I used ack-tmbundle before creating nice_find, and it drove me mad for two reasons. Firstly, the command doesn't work from the project unless you have one of its files open. Secondly, pressing the hotkey to bring back your search results will display a modal dialog over your results.
It's not the developer's fault, they did a great job. It is limitations of being a tmbundle. If you look on AIP's lighthouse page you will see that they can't resolve these problems. That's what drove me to write a plugin instead.
Also Ack (a perl script) is slower than grep -r and git-grep ignores all the irrelevant files. But feel free to fork it to use Ack.
It appears to follow symlinks if I uncheck 'Use git-grep'. Unfortunately, if it finds a file (by following a symlink) it seems to always open the file in a new window instead of a tab.
I've one unrelated question for emacs users, since I'm trying to wean myself off of TextMate: How do you accomplish this same type of "find-in-multiple-files" in emacs?
3. If you want to just search open buffers, you may find M-x multi-occur-in-matching-buffers useful. I use this simple wrapper, which you invoke using M-x search-all-buffers:
4. You may find filtering files and query-based search replace useful, in which case you should try dired-mode.
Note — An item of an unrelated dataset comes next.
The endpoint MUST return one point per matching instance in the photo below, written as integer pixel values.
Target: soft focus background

It does a lot, so try marking files (look in the Mark menu for various options), then operate on them (Operate menu). For example, hit "% m" to mark files by name regex, type "\.[c|h]" to mark all C and header files, then press "Q" to start interactive search-and-replace through all marked files.
5. I don't know of a direct equivalent to Nice Find, e.g., basing a search on "git grep" output, but if you look through the various Git modes, you may find something useful.
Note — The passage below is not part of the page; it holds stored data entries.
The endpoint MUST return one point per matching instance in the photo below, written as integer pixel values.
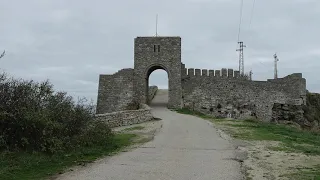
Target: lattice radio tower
(275, 66)
(241, 58)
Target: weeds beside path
(25, 166)
(274, 151)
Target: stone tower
(152, 53)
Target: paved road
(186, 148)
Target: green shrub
(35, 118)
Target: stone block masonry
(222, 93)
(228, 95)
(125, 118)
(115, 92)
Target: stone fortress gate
(217, 92)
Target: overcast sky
(71, 42)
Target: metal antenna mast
(275, 66)
(1, 56)
(241, 58)
(157, 25)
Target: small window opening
(156, 48)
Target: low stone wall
(152, 92)
(125, 118)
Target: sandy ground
(185, 148)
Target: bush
(35, 118)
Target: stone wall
(152, 53)
(125, 118)
(286, 113)
(115, 92)
(225, 94)
(152, 92)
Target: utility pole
(275, 66)
(241, 58)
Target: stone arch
(151, 53)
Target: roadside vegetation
(291, 141)
(43, 132)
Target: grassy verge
(291, 139)
(26, 166)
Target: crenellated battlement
(223, 73)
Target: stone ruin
(220, 93)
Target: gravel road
(186, 148)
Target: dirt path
(185, 148)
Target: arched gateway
(152, 53)
(127, 87)
(222, 93)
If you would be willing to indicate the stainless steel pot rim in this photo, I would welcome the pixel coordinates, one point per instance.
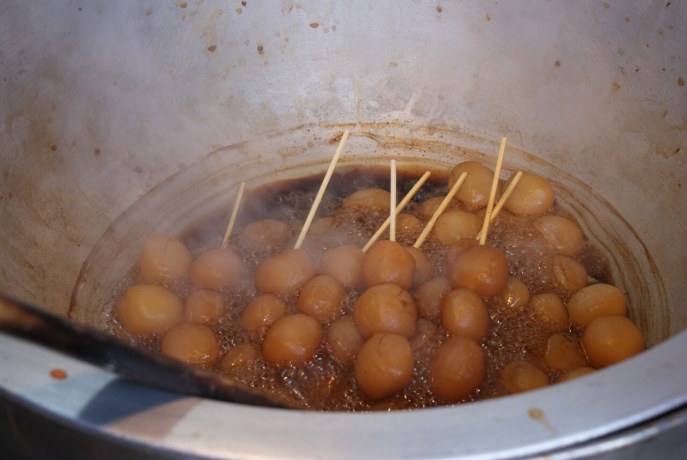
(521, 425)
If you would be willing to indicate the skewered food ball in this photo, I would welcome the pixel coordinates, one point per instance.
(520, 376)
(217, 269)
(285, 273)
(532, 196)
(483, 269)
(385, 308)
(191, 343)
(292, 339)
(463, 313)
(457, 369)
(148, 309)
(384, 365)
(562, 234)
(610, 339)
(388, 262)
(321, 298)
(595, 300)
(164, 260)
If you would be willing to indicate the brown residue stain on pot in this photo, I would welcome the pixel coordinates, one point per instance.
(538, 415)
(58, 374)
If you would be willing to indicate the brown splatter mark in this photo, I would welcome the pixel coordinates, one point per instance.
(539, 416)
(58, 374)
I installed the bundle. Now when I open a TextMate project file, and try cmd-shift-f, NiceFind will search in the parent directory of the TextMate project file, but not through all of the files in the project.
You're using tmproj files? I'll add support for those to the "coming soon" list, I have only tested on folders as projects so far. Sorry about that. You can remove the plugin by removing:
I'm excited about this app. It's barely usable (doesn't respect textmate's file ignore patterns, no replace, and it doesn't report progress very well). But, it's fast, and hopefully it continues progress to make things a bit cleaner.
However... god damn, is Textmate ever the saddest project I've ever seen. Why the fuck are we still using this abandoned app? Seriously...
Yes. Except for users who got TM1 as part of the MacHeist package. The MacHeist TM1 license will require an upgrade fee in order to upgrade to TM2.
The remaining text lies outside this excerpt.